Exchange-traded funds come under US regulator scrutiny

Exchange-traded funds come under US regulator scrutiny

Exchange-traded funds come under US regulator scrutiny The U.S.’s top securities regulator is focusing more tightly on exchange-traded funds, according to a Reuters report.

Mary Jo White, chair of the Securities and Exchange Commission, said that recent events show exchange-traded funds deserve “enhanced attention” – a signal the agency could tighten regulations on the popular funds.

The funds usually track a stock or bond index, and are traded like stocks. The number of exchange-traded funds has more than quadrupled in the last decade, with a total of $2 trillion in net assets, according to Reuters.

The SEC said in January that it would examine ETFs for compliance with securities laws.
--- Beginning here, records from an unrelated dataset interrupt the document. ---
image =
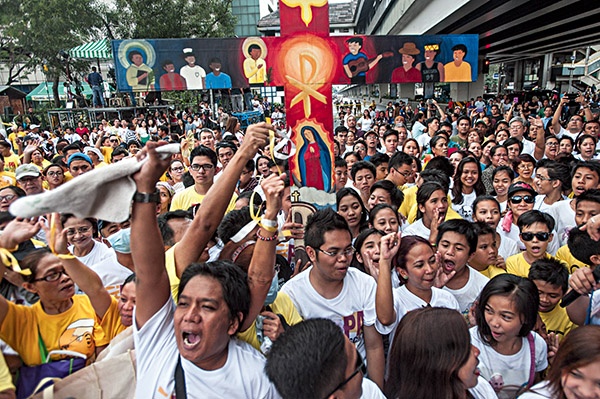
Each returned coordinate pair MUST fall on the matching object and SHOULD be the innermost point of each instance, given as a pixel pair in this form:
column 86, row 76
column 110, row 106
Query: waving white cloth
column 104, row 193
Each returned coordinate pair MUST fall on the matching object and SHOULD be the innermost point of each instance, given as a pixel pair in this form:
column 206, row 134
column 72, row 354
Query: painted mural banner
column 197, row 64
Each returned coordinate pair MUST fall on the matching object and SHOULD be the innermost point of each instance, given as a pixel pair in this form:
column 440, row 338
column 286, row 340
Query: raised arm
column 556, row 117
column 147, row 250
column 540, row 138
column 99, row 139
column 384, row 300
column 261, row 269
column 217, row 199
column 15, row 232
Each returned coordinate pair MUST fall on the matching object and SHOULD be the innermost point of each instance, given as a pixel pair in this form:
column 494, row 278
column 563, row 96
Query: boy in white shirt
column 333, row 290
column 456, row 242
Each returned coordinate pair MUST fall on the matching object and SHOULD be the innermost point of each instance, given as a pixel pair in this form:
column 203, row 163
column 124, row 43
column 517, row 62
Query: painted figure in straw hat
column 407, row 72
column 431, row 70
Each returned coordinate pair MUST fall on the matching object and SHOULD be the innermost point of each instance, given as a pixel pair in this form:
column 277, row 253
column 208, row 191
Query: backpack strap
column 42, row 347
column 180, row 390
column 531, row 341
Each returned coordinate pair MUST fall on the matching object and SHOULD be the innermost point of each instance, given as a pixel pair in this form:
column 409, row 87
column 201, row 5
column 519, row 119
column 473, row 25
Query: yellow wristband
column 268, row 228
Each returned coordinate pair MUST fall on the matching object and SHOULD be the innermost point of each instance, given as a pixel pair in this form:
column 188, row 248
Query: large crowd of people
column 439, row 272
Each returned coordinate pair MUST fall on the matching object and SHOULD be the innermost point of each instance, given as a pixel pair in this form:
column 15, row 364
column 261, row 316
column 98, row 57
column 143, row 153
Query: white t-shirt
column 465, row 208
column 595, row 308
column 509, row 371
column 538, row 391
column 405, row 301
column 242, row 376
column 99, row 253
column 112, row 274
column 353, row 308
column 193, row 76
column 564, row 216
column 417, row 229
column 483, row 390
column 466, row 295
column 371, row 390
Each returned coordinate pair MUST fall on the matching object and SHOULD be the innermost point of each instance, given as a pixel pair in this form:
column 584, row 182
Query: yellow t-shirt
column 13, row 138
column 172, row 272
column 283, row 305
column 11, row 163
column 189, row 197
column 453, row 73
column 410, row 199
column 557, row 321
column 492, row 271
column 5, row 377
column 107, row 152
column 76, row 329
column 111, row 323
column 7, row 179
column 565, row 255
column 517, row 265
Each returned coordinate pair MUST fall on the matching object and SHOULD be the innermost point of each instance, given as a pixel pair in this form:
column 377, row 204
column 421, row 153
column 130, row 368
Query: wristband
column 263, row 238
column 268, row 222
column 268, row 228
column 146, row 198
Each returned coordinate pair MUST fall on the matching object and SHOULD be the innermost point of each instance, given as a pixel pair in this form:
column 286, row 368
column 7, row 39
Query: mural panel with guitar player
column 185, row 64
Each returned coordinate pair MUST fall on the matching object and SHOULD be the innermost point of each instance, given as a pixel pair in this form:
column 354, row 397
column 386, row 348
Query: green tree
column 41, row 31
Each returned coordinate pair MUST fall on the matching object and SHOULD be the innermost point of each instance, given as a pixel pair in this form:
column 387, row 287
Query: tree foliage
column 34, row 32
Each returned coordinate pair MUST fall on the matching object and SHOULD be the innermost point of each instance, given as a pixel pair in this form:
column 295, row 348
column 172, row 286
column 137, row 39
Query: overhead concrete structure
column 508, row 29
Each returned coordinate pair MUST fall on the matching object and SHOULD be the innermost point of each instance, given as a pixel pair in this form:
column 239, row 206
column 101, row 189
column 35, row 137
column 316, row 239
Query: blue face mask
column 120, row 241
column 272, row 291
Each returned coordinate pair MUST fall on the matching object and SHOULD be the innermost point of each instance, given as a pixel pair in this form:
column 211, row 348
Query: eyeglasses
column 361, row 367
column 542, row 178
column 196, row 167
column 529, row 199
column 540, row 236
column 6, row 198
column 337, row 253
column 54, row 276
column 404, row 174
column 80, row 230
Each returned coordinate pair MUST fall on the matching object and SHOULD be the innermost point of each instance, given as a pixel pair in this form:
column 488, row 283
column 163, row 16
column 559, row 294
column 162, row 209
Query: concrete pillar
column 406, row 90
column 519, row 75
column 546, row 70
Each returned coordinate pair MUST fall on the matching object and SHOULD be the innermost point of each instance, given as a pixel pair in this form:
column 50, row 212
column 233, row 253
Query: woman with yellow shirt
column 60, row 320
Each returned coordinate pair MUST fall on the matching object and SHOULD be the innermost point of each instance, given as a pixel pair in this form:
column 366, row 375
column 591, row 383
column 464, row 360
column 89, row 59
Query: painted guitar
column 362, row 65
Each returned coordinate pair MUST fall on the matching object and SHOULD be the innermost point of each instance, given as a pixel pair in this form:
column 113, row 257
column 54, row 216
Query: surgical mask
column 272, row 294
column 120, row 241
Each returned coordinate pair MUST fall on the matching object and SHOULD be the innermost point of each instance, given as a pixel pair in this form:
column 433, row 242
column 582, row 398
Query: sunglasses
column 540, row 236
column 529, row 199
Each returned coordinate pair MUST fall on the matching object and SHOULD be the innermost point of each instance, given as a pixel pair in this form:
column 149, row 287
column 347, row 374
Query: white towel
column 104, row 193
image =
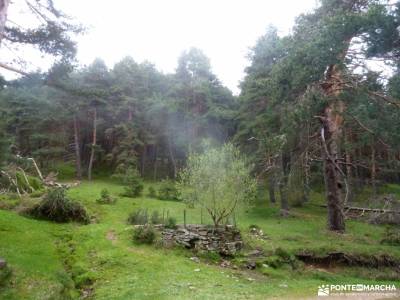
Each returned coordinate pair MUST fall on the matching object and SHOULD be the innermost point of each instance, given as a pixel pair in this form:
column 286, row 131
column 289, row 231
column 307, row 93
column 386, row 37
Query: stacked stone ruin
column 225, row 240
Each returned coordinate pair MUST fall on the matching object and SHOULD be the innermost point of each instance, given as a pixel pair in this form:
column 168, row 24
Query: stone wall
column 225, row 240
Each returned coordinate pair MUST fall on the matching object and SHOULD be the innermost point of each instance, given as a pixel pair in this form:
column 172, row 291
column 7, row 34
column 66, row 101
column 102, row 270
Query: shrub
column 138, row 217
column 144, row 234
column 391, row 236
column 105, row 197
column 34, row 182
column 218, row 180
column 155, row 217
column 152, row 192
column 170, row 223
column 168, row 191
column 55, row 206
column 134, row 189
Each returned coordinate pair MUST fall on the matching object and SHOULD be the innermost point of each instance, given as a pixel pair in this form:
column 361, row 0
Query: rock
column 255, row 253
column 250, row 279
column 225, row 239
column 225, row 264
column 195, row 259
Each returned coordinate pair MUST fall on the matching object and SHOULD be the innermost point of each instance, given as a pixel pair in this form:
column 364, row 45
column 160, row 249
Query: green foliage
column 218, row 180
column 56, row 206
column 168, row 191
column 391, row 236
column 152, row 193
column 145, row 234
column 134, row 189
column 64, row 171
column 170, row 223
column 134, row 183
column 155, row 217
column 138, row 217
column 105, row 197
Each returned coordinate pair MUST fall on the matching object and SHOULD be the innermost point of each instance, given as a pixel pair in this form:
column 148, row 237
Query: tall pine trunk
column 373, row 171
column 3, row 16
column 271, row 188
column 332, row 122
column 94, row 138
column 77, row 149
column 349, row 173
column 171, row 156
column 283, row 184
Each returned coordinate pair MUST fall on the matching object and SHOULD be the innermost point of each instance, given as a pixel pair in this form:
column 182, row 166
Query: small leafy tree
column 218, row 180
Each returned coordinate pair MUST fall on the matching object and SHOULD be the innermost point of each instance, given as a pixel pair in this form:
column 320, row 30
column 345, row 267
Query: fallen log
column 367, row 209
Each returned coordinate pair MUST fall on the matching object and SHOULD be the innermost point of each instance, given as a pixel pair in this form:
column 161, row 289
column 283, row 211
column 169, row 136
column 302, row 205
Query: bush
column 34, row 182
column 57, row 207
column 138, row 217
column 168, row 191
column 134, row 189
column 152, row 192
column 105, row 197
column 391, row 236
column 155, row 217
column 170, row 223
column 144, row 234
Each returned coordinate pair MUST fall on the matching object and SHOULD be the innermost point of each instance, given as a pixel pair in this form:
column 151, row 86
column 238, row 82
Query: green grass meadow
column 101, row 261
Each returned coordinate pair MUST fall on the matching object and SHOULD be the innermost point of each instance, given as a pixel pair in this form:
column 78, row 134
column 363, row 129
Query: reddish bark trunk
column 94, row 137
column 77, row 149
column 332, row 122
column 3, row 16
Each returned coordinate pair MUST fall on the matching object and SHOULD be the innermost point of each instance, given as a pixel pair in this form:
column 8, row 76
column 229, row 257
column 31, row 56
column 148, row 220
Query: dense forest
column 310, row 107
column 318, row 112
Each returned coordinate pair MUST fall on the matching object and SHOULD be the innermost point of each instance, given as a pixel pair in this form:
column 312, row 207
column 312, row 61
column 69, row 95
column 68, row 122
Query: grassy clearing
column 101, row 261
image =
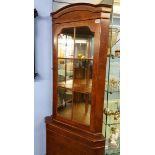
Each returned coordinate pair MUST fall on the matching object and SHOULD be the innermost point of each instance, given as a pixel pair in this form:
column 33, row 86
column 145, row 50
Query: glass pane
column 75, row 69
column 81, row 108
column 64, row 106
column 84, row 43
column 83, row 75
column 111, row 115
column 66, row 43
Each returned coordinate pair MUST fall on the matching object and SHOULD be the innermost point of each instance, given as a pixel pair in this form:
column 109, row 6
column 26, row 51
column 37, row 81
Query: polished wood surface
column 72, row 137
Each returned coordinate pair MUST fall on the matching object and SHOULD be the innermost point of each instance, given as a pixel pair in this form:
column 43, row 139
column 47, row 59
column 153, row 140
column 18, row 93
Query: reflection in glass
column 64, row 106
column 81, row 108
column 65, row 73
column 66, row 43
column 84, row 43
column 75, row 69
column 83, row 75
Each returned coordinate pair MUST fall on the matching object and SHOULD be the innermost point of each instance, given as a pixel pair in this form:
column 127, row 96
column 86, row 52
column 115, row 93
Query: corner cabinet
column 80, row 47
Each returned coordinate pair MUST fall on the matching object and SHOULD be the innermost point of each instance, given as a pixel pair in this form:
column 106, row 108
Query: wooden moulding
column 81, row 11
column 72, row 140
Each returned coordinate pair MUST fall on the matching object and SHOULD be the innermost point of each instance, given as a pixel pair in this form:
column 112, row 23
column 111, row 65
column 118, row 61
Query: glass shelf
column 75, row 68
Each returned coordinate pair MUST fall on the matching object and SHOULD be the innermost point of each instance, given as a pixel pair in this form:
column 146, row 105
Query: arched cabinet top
column 80, row 12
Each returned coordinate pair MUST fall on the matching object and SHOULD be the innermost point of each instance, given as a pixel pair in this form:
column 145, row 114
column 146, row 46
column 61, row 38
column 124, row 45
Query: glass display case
column 75, row 63
column 80, row 47
column 111, row 121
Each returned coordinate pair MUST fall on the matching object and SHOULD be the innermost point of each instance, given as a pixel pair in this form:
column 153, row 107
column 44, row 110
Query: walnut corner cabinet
column 80, row 47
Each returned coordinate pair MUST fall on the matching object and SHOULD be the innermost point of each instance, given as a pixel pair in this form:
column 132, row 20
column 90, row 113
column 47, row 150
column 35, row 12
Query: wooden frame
column 97, row 18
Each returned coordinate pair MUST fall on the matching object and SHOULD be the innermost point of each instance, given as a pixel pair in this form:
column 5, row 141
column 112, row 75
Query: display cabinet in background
column 80, row 49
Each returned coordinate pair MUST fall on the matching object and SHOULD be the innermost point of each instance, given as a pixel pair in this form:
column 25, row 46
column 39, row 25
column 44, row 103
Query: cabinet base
column 64, row 139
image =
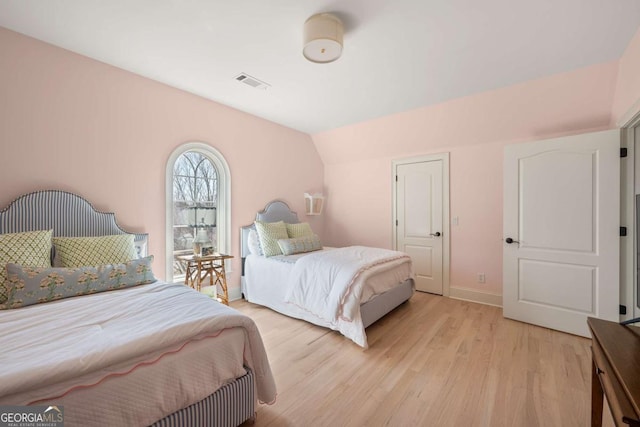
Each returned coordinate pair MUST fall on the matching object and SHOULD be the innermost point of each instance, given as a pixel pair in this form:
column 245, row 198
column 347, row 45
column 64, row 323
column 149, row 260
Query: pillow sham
column 93, row 251
column 299, row 230
column 32, row 248
column 33, row 285
column 253, row 243
column 269, row 234
column 299, row 245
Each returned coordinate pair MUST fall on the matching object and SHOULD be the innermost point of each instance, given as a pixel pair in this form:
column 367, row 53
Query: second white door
column 419, row 225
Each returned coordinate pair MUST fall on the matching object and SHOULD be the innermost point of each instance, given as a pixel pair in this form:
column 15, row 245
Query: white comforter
column 329, row 284
column 55, row 342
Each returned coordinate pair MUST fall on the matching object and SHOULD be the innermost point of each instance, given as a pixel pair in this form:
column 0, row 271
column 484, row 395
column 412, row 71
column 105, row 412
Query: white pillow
column 253, row 243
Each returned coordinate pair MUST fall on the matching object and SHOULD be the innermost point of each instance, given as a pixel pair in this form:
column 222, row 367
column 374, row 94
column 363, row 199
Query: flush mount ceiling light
column 322, row 38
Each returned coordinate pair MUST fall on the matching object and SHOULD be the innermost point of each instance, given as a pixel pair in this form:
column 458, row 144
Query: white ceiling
column 398, row 54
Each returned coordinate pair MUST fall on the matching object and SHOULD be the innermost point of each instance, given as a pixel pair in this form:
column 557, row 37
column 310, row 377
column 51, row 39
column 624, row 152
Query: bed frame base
column 230, row 406
column 378, row 307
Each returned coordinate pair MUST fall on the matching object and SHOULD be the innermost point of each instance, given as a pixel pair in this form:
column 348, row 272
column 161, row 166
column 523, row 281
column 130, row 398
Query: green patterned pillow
column 269, row 234
column 299, row 230
column 34, row 285
column 32, row 248
column 93, row 251
column 298, row 245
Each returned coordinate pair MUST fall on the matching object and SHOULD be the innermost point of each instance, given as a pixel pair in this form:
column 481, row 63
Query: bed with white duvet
column 344, row 289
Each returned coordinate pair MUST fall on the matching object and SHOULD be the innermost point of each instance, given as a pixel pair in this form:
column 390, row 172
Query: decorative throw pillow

And White said that the agency has examined the 2010 “Flash Crash” and the wild swings on the market last August, focusing on price disparities between index ETFs and equities.

“Despite the popularity and broad success of these funds, their history is not without some turbulence,” White said, speaking at a meeting hosted by the Investment Company Institute. “Further regulatory steps beyond additional disclosures may be needed.”

White said that SEC staff also examined the roles of market makers in operating and trading ETFs, as well as the interconnectedness of the funds’ prices and portfolio holdings and sales practices. The SEC also examined investors’ understanding of the funds, Reuters reported.

The industry is already under pressure after a December proposal by the SEC for a rule that would limit how investment funds use derivatives, according to Reuters. Some ETFs say they would have to close – or at least change their investment strategies – if the rule is implemented.

But White said the rule was meant to “provide an updated and more comprehensive approach to regulating funds’ use of derivatives in light of the significant growth in the volume and complexity of derivatives over the past two decades and the increased use of derivatives by certain funds.”

Under the proposal, a fund would have to comply with a portfolio limitation on either exposure or risk from derivatives, Reuters reported.